Here’s a list of the best plant-based protein sources, great for the vegan diet:

  1. Veggies: Vegetables contain incomplete proteins, so it’s important to remember to combine them with whole grains to form a complete protein. Legumes like lentils and chickpeas, spinach, Brussels sprouts, and broccoli are among the veggies with higher protein content.
  2. Nondairy beverages: Nondairy milk provides different amounts of protein, depending on the type. Protein in soymilk is similar in quantity and quality to that provided by dairy milk Almond milk has a very high nutritional value, but has a much lower protein content. Coconut milk is also a great source of protein. Make sure to look out for organic and GMO-free soy and nut milks.
  3. Hemp: Hemp powder, milk, oil, or seeds can be eaten raw in smoothies or salads. Even though hemp is made from the Cannabis plant, it lacks the psychoactive ingredient, so it's safe to consume. Hemp has a high quality or complete protein content.
  4. Quinoa: Apart from its high content in antioxidants, carbohydrates, and minerals, this whole grain cereal contains an excellent amount of high-quality protein with all essential amino acids. Other grains may contain good amounts of incomplete protein.
  5. Tofu: The amount of protein in tofu is comparable to the protein content in meat and milk, and being a derivative of soy, it also has a complete protein content.
  6. Tempeh: This is also a food made from soybeans; it's less popular, but has three times the amount of protein than tofu, and is a great source of fiber and vitamins.
  7. Seeds and grains: Some nuts and seeds like almonds, pumpkin seeds, cashews, and pistachios, and grains like oats, wheat and rye, have an adequate amount of protein. Seeds have an adequate amount of a highly digestible incomplete protein, so be sure to combine them with other whole grains or veggies.
Before going vegan, remember to be well informed of the nutritional changes that you‘ll have to make. For instance, some vital nutrients like vitamin B12 are only found in animal products and you may need a supplement.
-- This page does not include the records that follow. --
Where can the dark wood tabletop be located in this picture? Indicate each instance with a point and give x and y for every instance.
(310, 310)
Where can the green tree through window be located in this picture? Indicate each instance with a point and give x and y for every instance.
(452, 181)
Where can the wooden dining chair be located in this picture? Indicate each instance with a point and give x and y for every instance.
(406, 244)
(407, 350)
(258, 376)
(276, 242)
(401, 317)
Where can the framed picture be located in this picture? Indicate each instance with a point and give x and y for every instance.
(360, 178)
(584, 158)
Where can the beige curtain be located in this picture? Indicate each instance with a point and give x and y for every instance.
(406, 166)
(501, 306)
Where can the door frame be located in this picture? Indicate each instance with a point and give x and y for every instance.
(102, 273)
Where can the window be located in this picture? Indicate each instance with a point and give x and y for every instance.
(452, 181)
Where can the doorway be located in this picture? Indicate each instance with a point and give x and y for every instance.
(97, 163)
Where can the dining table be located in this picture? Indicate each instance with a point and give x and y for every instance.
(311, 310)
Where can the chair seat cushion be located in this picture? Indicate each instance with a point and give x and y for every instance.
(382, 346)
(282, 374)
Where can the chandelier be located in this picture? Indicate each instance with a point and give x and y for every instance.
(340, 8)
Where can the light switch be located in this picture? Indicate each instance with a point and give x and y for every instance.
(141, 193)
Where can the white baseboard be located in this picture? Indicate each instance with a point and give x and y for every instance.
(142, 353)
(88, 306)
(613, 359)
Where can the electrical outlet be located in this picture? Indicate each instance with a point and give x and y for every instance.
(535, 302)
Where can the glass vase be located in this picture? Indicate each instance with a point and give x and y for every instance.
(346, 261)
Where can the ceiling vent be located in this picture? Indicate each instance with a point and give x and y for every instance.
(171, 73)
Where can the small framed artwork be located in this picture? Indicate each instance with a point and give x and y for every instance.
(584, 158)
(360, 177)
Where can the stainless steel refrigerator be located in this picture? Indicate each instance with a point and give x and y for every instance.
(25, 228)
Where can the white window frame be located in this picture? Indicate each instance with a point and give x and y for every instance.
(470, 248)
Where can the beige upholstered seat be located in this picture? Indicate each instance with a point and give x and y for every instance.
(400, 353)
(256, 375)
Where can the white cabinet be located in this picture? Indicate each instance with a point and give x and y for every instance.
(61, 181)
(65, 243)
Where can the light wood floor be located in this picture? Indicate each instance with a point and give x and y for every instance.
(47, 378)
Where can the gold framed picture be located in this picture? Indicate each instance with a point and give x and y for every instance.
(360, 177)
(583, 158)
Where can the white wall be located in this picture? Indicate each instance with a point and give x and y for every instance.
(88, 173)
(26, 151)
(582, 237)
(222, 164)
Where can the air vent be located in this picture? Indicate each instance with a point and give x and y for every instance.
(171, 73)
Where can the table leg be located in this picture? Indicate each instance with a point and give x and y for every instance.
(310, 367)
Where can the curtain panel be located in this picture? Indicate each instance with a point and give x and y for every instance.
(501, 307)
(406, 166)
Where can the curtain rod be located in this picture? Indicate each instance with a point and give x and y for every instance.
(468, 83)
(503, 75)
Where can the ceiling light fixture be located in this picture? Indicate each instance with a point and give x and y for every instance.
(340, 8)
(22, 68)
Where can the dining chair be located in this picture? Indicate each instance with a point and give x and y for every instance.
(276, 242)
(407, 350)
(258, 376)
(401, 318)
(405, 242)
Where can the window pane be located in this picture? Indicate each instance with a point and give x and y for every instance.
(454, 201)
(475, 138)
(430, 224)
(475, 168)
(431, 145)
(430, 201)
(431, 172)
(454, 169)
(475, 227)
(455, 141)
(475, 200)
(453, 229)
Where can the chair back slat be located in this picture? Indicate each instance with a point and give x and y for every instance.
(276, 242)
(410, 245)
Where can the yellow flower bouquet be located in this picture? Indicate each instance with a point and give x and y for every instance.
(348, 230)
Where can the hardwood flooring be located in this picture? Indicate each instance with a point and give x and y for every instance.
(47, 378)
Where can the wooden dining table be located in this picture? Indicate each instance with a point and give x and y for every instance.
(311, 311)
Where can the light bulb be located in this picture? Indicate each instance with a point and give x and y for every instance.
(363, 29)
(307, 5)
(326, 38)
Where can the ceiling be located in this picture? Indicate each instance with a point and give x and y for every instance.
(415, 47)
You can find good plant-based protein sources, but be aware of the fact that digestibility, nutrient absorption, and amount of daily intake may vary. As soy intake is still controversial, you may want to be aware of the amount you take on a daily basis. Choosing from a variety of protein sources is always the best option.

Author’s note: Remember that recommended daily amounts of nutrients vary among populations, gender, age, dietary habits, and health status. For your optimal amount of protein intake per day and the amount of protein and nutrients in food, please consult a nutritionist or health care provider.
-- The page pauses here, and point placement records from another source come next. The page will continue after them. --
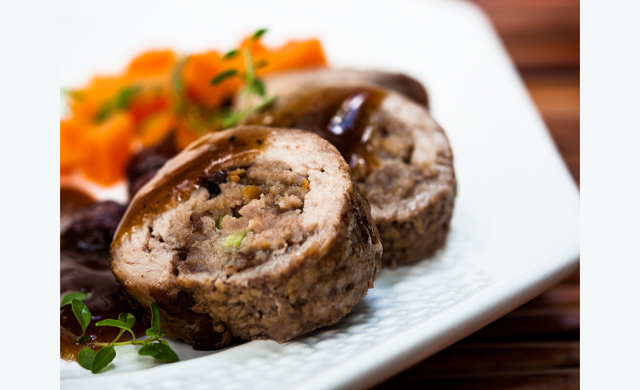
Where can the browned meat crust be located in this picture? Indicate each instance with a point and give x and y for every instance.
(412, 187)
(308, 252)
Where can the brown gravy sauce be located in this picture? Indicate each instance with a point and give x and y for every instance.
(89, 272)
(344, 116)
(212, 153)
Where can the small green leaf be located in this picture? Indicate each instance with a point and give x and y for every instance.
(165, 353)
(128, 319)
(148, 350)
(85, 357)
(230, 54)
(265, 103)
(66, 300)
(223, 76)
(258, 34)
(234, 239)
(117, 324)
(258, 86)
(161, 351)
(102, 359)
(114, 323)
(82, 313)
(155, 316)
(125, 96)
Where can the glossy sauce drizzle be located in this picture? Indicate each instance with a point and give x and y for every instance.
(344, 116)
(211, 153)
(88, 271)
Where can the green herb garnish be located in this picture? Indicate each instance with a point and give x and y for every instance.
(253, 86)
(223, 76)
(98, 361)
(234, 239)
(66, 300)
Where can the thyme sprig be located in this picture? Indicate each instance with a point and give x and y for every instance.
(252, 84)
(98, 361)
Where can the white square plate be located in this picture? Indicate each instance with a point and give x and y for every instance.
(515, 229)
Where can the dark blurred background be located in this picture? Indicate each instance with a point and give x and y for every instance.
(537, 346)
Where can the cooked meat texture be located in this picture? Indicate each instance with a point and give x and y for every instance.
(267, 247)
(285, 82)
(404, 166)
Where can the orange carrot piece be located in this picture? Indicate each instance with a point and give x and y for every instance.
(71, 146)
(295, 55)
(198, 72)
(152, 63)
(108, 146)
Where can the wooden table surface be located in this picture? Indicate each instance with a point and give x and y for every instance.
(537, 346)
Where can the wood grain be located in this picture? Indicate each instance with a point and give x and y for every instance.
(537, 346)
*Editor’s Note: The information in this article is intended for your educational use only; does not necessarily reflect the opinions of the Chopra Center's Mind-Body Medical Group; and is not a substitute for professional medical advice, diagnosis, or treatment. Always seek the advice of your physician or other qualified health providers with any questions you may have regarding a medical condition and before undertaking any diet, supplement, fitness, or other health program.